Food safety

Chinese premier tells agencies to get tougher on food crime

By RJ Whitehead

- Last updated on GMT

Related tags: Food

Chinese premier tells agencies to get tougher on food crime
China’s authorities need use all their resources to monitor the food market more closely and impose harsher penalties if the country is to bounce back from a spate of food crises, according to its premier, Li Keqiang, earlier this week.

Speaking at a nationwide teleconference about the functional transformation of institutions under the State Council, China’s cabinet, Li demanded that government departments delegate more responsibilities across their purview to fully supervise the market.

They should also focus their attention on areas that are most clearly in the public eye, such as food safety, he stated.

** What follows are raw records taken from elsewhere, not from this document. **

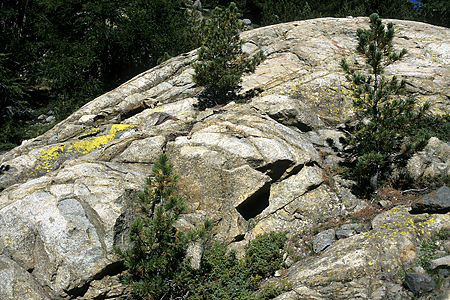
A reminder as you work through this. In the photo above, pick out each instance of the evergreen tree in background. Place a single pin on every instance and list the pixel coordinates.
(155, 261)
(385, 132)
(221, 61)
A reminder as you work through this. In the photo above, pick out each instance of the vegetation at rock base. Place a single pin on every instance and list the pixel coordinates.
(221, 61)
(57, 56)
(156, 263)
(63, 54)
(156, 258)
(387, 129)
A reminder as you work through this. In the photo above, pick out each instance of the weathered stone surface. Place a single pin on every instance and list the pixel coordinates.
(65, 231)
(418, 283)
(344, 233)
(288, 111)
(443, 261)
(387, 249)
(250, 168)
(435, 202)
(16, 282)
(323, 240)
(434, 160)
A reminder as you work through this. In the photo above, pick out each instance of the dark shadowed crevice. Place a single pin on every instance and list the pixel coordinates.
(255, 204)
(276, 169)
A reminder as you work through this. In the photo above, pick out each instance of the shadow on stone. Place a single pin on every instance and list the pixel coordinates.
(255, 204)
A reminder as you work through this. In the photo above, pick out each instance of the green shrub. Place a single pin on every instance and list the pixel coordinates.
(156, 262)
(263, 256)
(223, 276)
(221, 61)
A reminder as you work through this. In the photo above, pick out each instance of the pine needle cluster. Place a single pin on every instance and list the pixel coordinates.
(221, 61)
(156, 259)
(387, 129)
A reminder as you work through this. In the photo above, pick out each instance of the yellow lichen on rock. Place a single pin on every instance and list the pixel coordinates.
(52, 156)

"The perpetrators must pay such a high price that they can not afford​," said Li. “Although we have a tight budget, we should invest enough in strengthening supervision measures at the grassroots level​."

Fake meat

The China Food and Drug Administration (CFDA) has already responded to Li’s calls and ordered local authorities to tighten scrutiny on the production and sale of fake meat products. This follows incidences earlier this month of rat, fox and mink meat being sold as mutton in Shanghai—a practice that is estimated to have generated RMB10m (US$1.6m) for the perpetrators before it was busted by officers from the Ministry of Public Security.

The CFDA also told local authorities to increase incentives and protective measures for whistle-blowers to encourage citizens to help in the effort, and to make sure that carcasses are handled properly.

Health food targeted

Meanwhile, Chinese food safety authorities are preparing to crack down on illegal activity related to health food, according to the country's food and drug safety watchdog.

The CFDA will run a nationwide campaign until September to target the illegal production and sale of health food, the administration’s spokeswoman, Yan Jiangying, said at a press conference in Beijing.

This will be the CFDA’s first campaign since it launched in March as a ministerial-level agency to monitor functions across a number of food-related government departments.

China’s consumption of health food, or dietary supplements, has increased rapidly in recent years, Yan said.

Indeed, she reported that at the end of last year, over 2,000 companies were engaged in the health food business, reporting total revenues of RMB280bn (US$45bn), and claimed that illegal activity had grown significantly over that period, including the use of illegal additives in dieting supplements.

The campaign will be the first in a series of measures to be conducted by the CFDA to improve food safety, she said.